Senior corporate executives tend to have a global outlook. How does a wider world view contribute to financial literacy?

| BY Adriana Reyneri

When asked who they’d like to see run the nation – a CEO, politician, military leader or diplomat – most Millionaires would pick an executive with a background in corporate finance, according to a Millionaire Corner survey conducted in July. Why a CEO?

Among other traits, a CEO must be highly intelligent, according to Steve Tobak, consultant and former high-tech executive himself. “Forget old notions of book smart versus street smart. You have to be both,” he wrote in an article for CBS Money Watch, explaining that a CEO needs to “rapidly digest and analyze information, reason, solve complex problems, and make critical decisions.”

The abilities also explain the high level of financial literacy reported by senior corporate executives in ongoing Millionaire Corner research. Executives express a high degree of sensitivity to both domestic and global economic issues, and tend to have a plan in place to deal with any financial fallout.

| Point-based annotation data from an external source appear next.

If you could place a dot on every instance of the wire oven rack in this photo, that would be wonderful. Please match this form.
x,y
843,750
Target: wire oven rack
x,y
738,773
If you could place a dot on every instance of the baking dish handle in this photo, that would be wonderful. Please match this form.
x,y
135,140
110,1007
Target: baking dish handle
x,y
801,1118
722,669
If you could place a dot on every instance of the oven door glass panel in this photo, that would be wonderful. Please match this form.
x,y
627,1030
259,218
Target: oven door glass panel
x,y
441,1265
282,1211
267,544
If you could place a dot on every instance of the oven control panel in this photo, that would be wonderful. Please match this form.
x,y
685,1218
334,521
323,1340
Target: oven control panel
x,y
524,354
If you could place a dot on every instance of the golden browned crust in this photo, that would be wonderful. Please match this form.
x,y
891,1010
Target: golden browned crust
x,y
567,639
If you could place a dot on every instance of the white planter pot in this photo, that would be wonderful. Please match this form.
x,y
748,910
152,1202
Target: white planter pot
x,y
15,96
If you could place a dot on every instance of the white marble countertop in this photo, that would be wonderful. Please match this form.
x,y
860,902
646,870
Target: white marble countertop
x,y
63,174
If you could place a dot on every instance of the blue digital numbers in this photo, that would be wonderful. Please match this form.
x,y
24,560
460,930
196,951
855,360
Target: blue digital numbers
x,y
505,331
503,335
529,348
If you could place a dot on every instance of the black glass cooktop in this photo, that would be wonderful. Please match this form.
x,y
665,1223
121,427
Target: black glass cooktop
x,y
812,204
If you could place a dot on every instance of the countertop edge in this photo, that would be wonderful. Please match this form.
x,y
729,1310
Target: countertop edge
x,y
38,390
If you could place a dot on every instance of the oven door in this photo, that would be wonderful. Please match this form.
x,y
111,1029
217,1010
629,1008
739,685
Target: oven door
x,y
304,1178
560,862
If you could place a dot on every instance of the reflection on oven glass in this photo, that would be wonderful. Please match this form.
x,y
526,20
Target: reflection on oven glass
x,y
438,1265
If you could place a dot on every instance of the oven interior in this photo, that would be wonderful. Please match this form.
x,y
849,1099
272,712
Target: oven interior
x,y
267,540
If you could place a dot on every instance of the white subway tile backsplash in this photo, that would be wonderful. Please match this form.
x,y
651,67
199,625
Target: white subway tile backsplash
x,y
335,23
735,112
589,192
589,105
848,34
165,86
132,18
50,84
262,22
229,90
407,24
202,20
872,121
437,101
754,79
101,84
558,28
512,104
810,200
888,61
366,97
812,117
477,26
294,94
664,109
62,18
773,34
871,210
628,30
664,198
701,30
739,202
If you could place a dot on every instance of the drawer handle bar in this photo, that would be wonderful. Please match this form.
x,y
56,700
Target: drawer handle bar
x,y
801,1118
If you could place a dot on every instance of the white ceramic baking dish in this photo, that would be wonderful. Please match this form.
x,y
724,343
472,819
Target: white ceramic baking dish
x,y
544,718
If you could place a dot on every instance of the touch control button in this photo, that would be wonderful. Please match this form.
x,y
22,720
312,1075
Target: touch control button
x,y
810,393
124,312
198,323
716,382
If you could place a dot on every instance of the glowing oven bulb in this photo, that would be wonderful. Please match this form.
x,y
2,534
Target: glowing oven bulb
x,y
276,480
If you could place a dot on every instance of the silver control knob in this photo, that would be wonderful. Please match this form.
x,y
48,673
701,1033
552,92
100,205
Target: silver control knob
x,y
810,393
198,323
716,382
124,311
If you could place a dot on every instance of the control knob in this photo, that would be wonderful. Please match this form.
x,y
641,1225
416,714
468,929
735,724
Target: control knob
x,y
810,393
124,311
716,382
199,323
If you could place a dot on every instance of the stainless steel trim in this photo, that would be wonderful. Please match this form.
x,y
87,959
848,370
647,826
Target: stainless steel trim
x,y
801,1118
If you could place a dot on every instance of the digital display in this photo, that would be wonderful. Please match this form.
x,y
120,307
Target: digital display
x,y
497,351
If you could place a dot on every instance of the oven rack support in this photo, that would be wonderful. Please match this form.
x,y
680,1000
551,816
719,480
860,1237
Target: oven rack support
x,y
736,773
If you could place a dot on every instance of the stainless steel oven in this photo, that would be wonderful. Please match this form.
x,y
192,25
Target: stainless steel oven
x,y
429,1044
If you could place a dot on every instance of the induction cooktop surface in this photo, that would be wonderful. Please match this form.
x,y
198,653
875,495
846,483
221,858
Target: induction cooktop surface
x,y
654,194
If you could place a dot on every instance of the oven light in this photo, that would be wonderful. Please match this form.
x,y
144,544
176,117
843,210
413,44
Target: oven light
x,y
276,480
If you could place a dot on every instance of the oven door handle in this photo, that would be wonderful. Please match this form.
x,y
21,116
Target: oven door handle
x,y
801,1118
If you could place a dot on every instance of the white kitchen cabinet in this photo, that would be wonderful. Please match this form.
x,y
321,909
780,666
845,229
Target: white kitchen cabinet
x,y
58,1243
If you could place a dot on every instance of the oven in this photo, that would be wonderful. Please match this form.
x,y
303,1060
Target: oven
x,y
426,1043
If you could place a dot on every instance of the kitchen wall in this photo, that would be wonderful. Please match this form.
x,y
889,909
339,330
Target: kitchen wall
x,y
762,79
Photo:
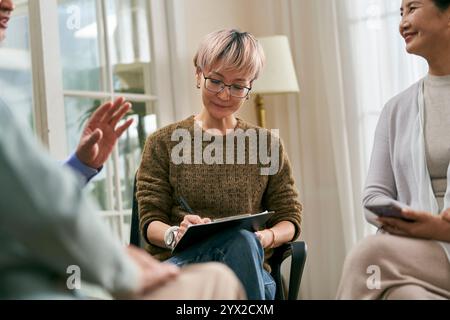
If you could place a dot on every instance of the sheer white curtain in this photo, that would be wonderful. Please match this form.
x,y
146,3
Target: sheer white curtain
x,y
350,60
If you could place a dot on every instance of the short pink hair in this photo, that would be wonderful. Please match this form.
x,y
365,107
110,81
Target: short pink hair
x,y
231,50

“As a group, senior corporate executives demonstrate a sophisticated understanding of the current economic environment and how it impacts their personal financial situation,” said Catherine McBreen, Millionaire Corner president. “Their broader world view and high degree of financial literacy appears to bolster their investor confidence and bring them a certain peace of mind.”

Eighty percent of executives surveyed by Millionaire Corner in October indicated they understood the issues surrounding the U.S. fiscal cliff. In comparison, 56 percent of all the 1,355 investors surveyed felt they understood. The fiscal cliff refers to the economic crisis that could take place at the end of the 2012 if Congress allows the Bush-era tax cuts to expire and, at the same time, lets cuts in federal spending go ahead as scheduled.

Corporate leaders are not only relatively well informed about the fiscal cliff, but they also appear less worried than other investors about its impact. More than 22 percent of executives said they felt Congress would decide a solution to the fiscal cliff, compared to 17 percent of all survey participants.

Though senior corporate executives express the highest level of confidence that Congress will resolve the issues surrounding the fiscal cliff, they are also more likely than investors as a whole to have a financial plan in place to deal with the crisis.

How are senior corporate executives likely to respond to the fiscal cliff? Half say they would invest more in cash, 20 percent would invest more in gold, 16 percent would invest more in bonds, 12 percent would invest more in equities and 10 percent would invest more in international products.  

How do senior corporate executives build financial literacy? Our research shows that, among other things, executives are socially media savvy, and are heavy consumers of television coverage, newspaper reports and Internet sources.